When a send batch fails partway through — worker crash, ESP timeout, deployment restart — the question is: which contacts got the email and which did not? Without a status field on send records that tracks queued, sent, and failed per contact, the only way to reconstruct send state is to cross-reference logs with timestamps, which is slow and error-prone under incident pressure. CWE-391 covers the missing audit trail. ISO 25010 reliability.recoverability requires that recovery from a partial failure is a defined, executable procedure — not an ad-hoc investigation.
High because without per-contact send status and a documented recovery procedure, a partial batch failure forces manual log reconstruction and risks either re-sending to already-reached contacts or missing contacts entirely.
Add a status column to send records and document the recovery query.

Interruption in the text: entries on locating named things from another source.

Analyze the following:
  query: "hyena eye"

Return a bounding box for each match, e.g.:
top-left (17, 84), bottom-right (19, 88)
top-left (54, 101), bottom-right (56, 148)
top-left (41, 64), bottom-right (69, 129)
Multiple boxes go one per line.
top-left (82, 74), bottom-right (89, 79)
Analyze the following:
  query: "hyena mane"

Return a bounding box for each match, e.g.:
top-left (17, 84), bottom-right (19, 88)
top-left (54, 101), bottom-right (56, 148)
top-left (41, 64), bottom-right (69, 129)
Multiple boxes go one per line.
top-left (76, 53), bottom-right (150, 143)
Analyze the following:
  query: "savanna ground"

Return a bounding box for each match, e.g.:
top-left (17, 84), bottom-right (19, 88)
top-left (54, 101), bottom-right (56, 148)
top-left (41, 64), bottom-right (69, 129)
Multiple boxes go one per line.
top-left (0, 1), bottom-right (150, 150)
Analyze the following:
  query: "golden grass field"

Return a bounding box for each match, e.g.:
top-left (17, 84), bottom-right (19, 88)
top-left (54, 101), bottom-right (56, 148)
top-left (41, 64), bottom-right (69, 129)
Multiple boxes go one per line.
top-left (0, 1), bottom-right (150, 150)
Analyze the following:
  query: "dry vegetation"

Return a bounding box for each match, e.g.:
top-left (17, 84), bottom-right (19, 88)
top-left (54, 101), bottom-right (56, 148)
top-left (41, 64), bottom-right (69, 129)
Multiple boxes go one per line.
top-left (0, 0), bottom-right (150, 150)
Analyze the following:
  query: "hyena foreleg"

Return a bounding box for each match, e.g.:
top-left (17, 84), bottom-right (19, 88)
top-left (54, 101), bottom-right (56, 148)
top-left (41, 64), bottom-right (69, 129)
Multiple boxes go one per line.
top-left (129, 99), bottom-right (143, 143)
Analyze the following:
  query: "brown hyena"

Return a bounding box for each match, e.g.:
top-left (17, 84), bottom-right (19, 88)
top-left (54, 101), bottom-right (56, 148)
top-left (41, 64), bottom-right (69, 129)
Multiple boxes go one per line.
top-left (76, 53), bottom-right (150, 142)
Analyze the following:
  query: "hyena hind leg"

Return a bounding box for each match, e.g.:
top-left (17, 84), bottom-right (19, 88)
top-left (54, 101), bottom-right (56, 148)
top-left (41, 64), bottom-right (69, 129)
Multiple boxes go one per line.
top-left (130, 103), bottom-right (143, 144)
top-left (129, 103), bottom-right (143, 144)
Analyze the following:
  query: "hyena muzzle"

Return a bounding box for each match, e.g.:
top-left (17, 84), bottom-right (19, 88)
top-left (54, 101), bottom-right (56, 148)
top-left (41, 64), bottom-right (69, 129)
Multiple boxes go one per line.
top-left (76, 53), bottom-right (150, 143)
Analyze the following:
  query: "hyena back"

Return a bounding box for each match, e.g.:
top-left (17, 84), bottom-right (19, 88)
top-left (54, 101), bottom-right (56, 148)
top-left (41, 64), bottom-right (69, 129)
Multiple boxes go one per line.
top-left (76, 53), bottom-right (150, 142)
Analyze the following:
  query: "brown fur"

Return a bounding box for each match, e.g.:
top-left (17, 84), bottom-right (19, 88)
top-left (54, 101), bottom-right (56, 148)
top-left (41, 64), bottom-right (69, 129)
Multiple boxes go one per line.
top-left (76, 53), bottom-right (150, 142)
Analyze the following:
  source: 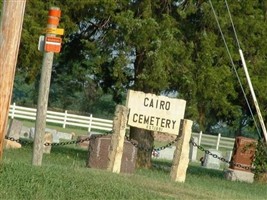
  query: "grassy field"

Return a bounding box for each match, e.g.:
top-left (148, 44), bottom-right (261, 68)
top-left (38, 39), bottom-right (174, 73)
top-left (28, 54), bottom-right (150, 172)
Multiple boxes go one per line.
top-left (0, 141), bottom-right (267, 200)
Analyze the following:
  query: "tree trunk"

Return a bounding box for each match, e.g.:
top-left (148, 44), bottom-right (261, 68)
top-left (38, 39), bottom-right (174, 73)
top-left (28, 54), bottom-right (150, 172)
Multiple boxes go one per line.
top-left (130, 127), bottom-right (154, 169)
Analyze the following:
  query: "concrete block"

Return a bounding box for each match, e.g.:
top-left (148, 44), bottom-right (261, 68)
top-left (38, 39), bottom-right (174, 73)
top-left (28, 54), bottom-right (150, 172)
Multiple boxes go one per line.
top-left (203, 149), bottom-right (222, 169)
top-left (224, 168), bottom-right (254, 183)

The schema should support filtering by campaign and status:
// Schema: email_sends table
// status: 'queued' | 'sent' | 'failed' | 'bounced'
// sent_at: timestamp, nullable
// Recovery query: contacts who were queued but never sent
const unsent = await db.emailSend.findMany({
where: { campaign_id: campaignId, status: 'queued', sent_at: null }
})
// Re-enqueue these contacts only
Document this query and the re-queue steps in docs/runbooks/failed-campaign-recovery.md. A data model with no status field makes this check fail regardless of documentation quality.
ID: operational-resilience-email.failure-recovery.failed-send-recovery-documented
Severity: high
What to look for: Enumerate all recovery steps documented for failed send batches: (1) identify affected contacts, (2) de-duplicate against already-sent records, (3) re-send safely. Count the number of these 3 steps documented. Also check for a failed_at or status column on send records that enables filtering — without this column, recovery is impossible regardless of documentation.
Pass criteria: There is a documented procedure (not necessarily automated) for recovering a failed send batch covering at least 3 steps: (1) identifying affected contacts, (2) de-duplicating against already-sent records, and (3) re-sending safely without duplicates. The data model must include a per-contact send status field (e.g., status: 'queued' | 'sent' | 'failed') that supports the recovery query.
Fail criteria: No documentation exists for this scenario. Or the data model does not track per-contact send status, making it impossible to determine who was missed. Or the procedure exists but covers fewer than 3 steps.
Skip (N/A) when: The system only sends transactional one-off emails where re-send is always safe and obvious — confirmed by the absence of campaign or batch-send models.
Detail on fail: "No runbook or documentation for failed batch recovery — operator would need to manually reconstruct send state from logs" or "Send records have no status field — cannot distinguish sent from unsent contacts after a partial failure"
Remediation: Add a status field to send records and document recovery steps:
// Schema: email_sends table
// status: 'queued' | 'sent' | 'failed' | 'bounced'
// sent_at: timestamp, nullable
// Recovery query: contacts who were queued but never sent
const unsent = await db.emailSend.findMany({
where: { campaign_id: campaignId, status: 'queued', sent_at: null }
})
// Re-enqueue these contacts only
Document this query and the re-queue steps in a runbook file (docs/runbooks/failed-campaign-recovery.md).